Construction of a shortcut model for amine-based $CO_2$ capture process

Abstract

A carbon dioxide capture process provides an alternative option that avoids $CO_2$ emission while consuming fossil fuels. The major obstacle for application of this $CO_2$ capture process in industry comes from high $CO_2$ capture cost, and it is essential to estimate capture cost for each stationary flue gases. A well-constructed shortcut model allows to estimate the capture cost for the $CO_2$ capture process without time-consuming rigorous process simulation. This thesis dissertation proposes a methodological framework to construct a shortcut model for a specific $CO_2$ capture process. As examples, shortcut models for monoethanolamine (MEA) and piperazine (PZ) based $CO_2$ capture process are constructed.

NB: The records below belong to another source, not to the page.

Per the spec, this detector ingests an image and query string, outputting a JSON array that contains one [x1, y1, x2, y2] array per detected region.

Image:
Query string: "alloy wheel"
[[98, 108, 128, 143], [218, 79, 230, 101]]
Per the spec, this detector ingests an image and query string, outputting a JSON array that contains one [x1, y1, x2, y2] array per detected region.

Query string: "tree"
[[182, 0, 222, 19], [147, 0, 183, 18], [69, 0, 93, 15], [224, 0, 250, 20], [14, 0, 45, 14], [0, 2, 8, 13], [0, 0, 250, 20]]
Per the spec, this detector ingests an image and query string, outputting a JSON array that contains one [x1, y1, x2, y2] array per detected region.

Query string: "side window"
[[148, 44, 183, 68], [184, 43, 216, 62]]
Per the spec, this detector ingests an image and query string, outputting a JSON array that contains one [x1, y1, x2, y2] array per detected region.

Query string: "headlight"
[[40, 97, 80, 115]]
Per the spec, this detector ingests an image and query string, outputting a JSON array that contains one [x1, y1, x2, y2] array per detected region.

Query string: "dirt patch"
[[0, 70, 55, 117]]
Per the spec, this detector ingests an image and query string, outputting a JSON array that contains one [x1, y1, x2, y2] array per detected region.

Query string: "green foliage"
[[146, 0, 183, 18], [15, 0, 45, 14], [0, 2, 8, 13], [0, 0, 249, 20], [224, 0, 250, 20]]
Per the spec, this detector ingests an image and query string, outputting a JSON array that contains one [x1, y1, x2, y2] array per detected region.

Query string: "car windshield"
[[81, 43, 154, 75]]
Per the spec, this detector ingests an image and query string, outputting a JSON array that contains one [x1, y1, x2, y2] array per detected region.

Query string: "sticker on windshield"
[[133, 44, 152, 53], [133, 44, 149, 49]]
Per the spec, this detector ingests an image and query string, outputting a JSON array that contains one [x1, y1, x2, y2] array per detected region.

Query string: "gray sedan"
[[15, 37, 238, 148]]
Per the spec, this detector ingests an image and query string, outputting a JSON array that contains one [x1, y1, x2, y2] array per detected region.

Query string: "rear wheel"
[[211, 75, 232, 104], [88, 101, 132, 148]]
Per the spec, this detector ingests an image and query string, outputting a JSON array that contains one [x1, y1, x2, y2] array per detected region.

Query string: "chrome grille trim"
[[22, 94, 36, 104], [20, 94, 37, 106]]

The procedure for shortcut model construction includes process model validation, rigorous process simulation with optimization, and techno-economic evaluation. Dataset that represents wide range of flue gases and corresponding optimized $CO_2$ capture process models are generated and fitted to construct the shortcut models. Hopefully, not only can the methodology be applied to amine scrubbing with various amines and their blends, but also other $CO_2$ capture technologies such as membrane separation and adsorptions. In addition, the constructed shortcut models can be incorporated into a carbon-capture-utilization-sequestration (CCUS) superstructure network. Then, the superstructure network are optimized and optimal CCUS pathway is identified by means of more accurate non-linear programming.